“We’ll find him. Let’s search for a while longer, and if there’s still no sign, we’ll go to the hospital. We can always come back.”
“I’m going to search the cabin and then torch the place. Maybe not letting him have a place to hide will help flush him out.”
“Good idea. I’m going to retrace our steps and see if I can figure out where he went.”
There’s nothing.
There is no sign of where Charlie managed to disappear, and I’m desperate to get to the hospital and see how Autumn is doing. My phone vibrates every fifteen minutes, check ins with the others with no real updates, only that they suspect she has sepsis.
I gave up searching in the woods; it’s pitch black, and I see no need to trek through the mud and branches when it’s evident that he’s managed to slip away somewhere. The cabin holds no evidence as to where he could have gone.
The only signs of life in here are the room Autumn was kept in.
Silver chains with shackles taunt me as they dangle from the black metal bed frame above the pillows. The sheet she lay on has apparent signs of never being changed, littered with sweat and stains. Uneaten food is discarded to the side, a crust forming over whatever sludge she was given, if she was given any.
There’s another set of chains at the base of the bed, the shackles lying open and on the floor. Is there whereheescaped from?
I have no idea how long I stand in this room, just staring at the space my girl was kept in for two weeks. Scenarios play through my mind, and all the worst things possible I can think of play in my head in vivid detail. I’m torturing myself, unable to allow myself to do anything more as I stand here frozen.
This is where she was, for fourteen days, kept from the people who love her and subjected to her monster’s whims.
What Autumn have we managed to get back?
Chapter 18
Noah
“You just need some stitches in the back of your head. Once I’ve cleaned it out, you are free to go,” the older nurse smiles at me, her eyes kind.
“It’s fine,” I try to wave her off, but she gives me a disapproving tut and turns back to the packets as she puts on new gloves, “Is there any update on the girl I came in with?”
“She’s in surgery. The others are all out in the family wait room, awaiting news on you both.”
“Not me, I don’t know them. Only her,” I say.
I don’t want to go into that room with Strange Girl’s harem; the interrogation I know is waiting for me sets my nerves on edge, but I want to know how she’s doing.
I need to know.
The door swings open before I can knock. The blonde man with tattoos and piercings manically smiles at me, sweeping his arm out and gesturing me to enter.
“Thank you. I just wanted to come and ask if there is any news on her condition?” I ask, eyeing the room warily.
Only three of the five that stormed through that treeline are here, including one I didn’t see and an older guy. Every single one of them looks like they want to kill me, even the older man who looks like her father. They all watch me with calculating eyes, trying to figure out why I’m here probably, and if they asked, I wouldn’t have an answer.

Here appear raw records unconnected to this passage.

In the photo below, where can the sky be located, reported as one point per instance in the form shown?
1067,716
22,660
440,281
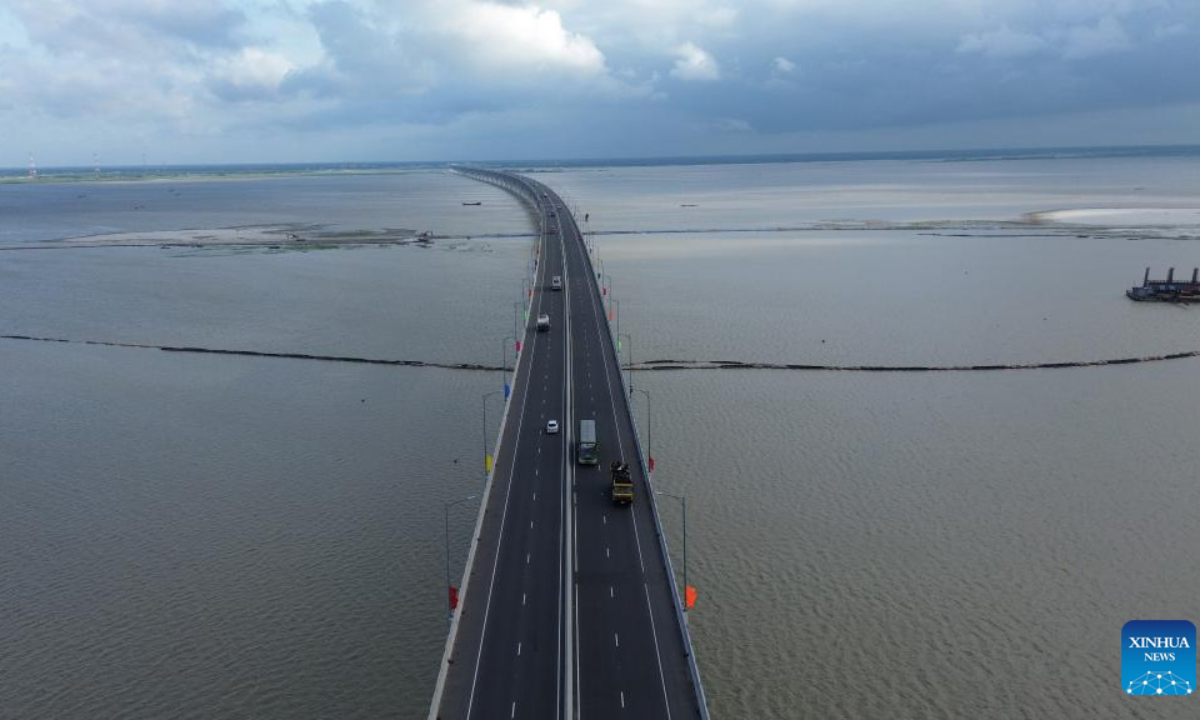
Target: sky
163,82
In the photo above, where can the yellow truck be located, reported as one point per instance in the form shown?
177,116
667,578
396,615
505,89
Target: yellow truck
622,484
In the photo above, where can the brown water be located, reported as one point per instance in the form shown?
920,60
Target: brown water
229,537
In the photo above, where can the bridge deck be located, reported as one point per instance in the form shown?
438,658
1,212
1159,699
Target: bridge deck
569,604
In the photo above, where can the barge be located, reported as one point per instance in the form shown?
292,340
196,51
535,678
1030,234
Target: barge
1167,291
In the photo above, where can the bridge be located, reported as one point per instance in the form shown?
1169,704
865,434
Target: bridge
568,605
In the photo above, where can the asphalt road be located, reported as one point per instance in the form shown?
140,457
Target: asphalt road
569,610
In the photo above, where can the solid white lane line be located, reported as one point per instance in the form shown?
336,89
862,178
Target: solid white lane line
654,634
504,515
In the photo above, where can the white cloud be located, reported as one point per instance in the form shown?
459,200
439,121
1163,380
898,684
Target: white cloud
505,36
1002,43
694,64
1171,30
1089,41
732,125
253,69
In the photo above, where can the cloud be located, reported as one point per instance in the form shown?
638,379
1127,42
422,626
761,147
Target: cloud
1002,43
251,73
694,64
504,37
520,76
1089,41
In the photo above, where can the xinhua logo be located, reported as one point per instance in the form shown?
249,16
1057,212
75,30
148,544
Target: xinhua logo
1158,658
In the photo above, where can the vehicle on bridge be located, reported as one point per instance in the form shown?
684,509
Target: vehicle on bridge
588,450
622,484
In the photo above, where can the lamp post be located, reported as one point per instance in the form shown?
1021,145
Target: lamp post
617,303
629,367
447,507
486,395
504,364
649,438
516,324
683,501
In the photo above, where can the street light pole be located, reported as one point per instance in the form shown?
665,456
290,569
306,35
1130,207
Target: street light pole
504,363
683,501
516,324
617,303
447,507
486,395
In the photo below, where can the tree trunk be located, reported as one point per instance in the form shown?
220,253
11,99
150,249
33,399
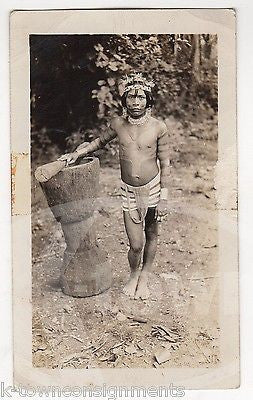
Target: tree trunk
71,195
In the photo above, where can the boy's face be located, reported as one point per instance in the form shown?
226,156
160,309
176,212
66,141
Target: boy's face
136,103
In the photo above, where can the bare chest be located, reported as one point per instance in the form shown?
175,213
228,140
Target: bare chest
138,137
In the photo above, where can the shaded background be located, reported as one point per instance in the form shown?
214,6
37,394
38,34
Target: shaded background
74,85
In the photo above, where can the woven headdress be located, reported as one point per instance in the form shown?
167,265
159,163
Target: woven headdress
135,81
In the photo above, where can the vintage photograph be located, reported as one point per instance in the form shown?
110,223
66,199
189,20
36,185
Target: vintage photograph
124,198
124,218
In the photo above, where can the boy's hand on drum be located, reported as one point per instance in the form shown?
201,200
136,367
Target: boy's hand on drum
70,158
82,146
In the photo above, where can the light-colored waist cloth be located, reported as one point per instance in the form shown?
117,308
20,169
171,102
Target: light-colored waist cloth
140,198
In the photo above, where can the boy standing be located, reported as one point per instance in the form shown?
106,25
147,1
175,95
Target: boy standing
144,164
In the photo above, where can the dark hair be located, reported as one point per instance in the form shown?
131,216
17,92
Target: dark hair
149,97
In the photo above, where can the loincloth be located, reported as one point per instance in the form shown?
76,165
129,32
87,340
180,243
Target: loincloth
140,198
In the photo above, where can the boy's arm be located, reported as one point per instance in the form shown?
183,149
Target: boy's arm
98,143
163,156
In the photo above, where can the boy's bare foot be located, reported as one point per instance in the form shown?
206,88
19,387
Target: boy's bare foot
142,291
130,288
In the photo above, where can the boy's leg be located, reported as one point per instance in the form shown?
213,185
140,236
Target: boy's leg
151,233
136,240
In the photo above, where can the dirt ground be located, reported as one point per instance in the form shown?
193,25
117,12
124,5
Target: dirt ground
178,325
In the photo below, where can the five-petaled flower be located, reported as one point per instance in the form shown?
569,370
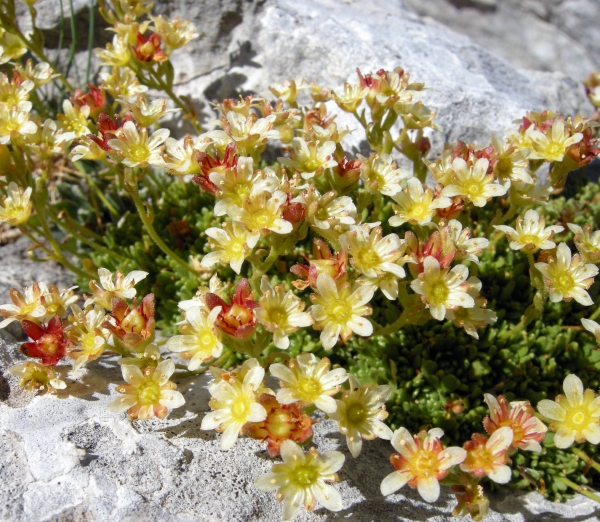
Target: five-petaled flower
301,479
575,415
421,462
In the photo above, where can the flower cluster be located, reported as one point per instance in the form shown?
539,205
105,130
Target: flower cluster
308,249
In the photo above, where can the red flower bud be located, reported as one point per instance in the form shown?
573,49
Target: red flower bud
49,342
236,319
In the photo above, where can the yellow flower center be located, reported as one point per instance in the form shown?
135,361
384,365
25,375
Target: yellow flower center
278,316
530,239
563,281
420,211
356,413
368,258
304,476
504,167
340,312
473,189
149,393
438,293
578,417
139,152
479,458
424,464
308,389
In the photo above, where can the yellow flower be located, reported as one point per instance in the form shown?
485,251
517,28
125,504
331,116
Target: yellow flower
27,305
308,381
86,330
360,412
531,233
262,212
575,415
16,208
235,403
117,285
148,392
236,184
473,183
551,146
309,158
199,341
568,277
338,311
416,205
116,53
37,377
281,313
371,254
14,121
137,149
512,164
180,156
488,457
301,479
421,463
230,245
442,290
528,430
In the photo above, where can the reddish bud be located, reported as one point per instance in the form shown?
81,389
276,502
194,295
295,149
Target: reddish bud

What could I even tell them?
During those few days I was there, Strange Girl became my sole focus, and I could not bear the idea of being away from her while she was so ill.
That the mere image of my father assaulting her as I sat there chained up and could do nothing haunts my dreams?
Somehow, the latter would not go down well, and I refused to tell them anything that happened in that room until I spoke to her and her doctor.
“They won’t tell us anything. The condition in which we brought her in is too suspicious, and they don’t want to tell us anything, only that we need to wait until she wakes up, and then she can tell them what happened to her.”
“If it’s sepsis, then you’re looking at an I and D, wound debridement, wound vac, broad-spectrum antibiotics until tests come back for what bacteria has festered has caused this, and a CVVHD, which takes about twenty-four hours,” I blurt out, going through the mental checklist from my training.
“How do you know all of this?” One of Strange Girl’s other men comes forward; the Roman Reigns lookalike barks at me. His hair is a mess from pulling at it, but if anything, it makes himlook more terrifying, and he must be 6’4. He could crush my short ass with his bare hands, and I gulp heavily, instinctively stepping back a step.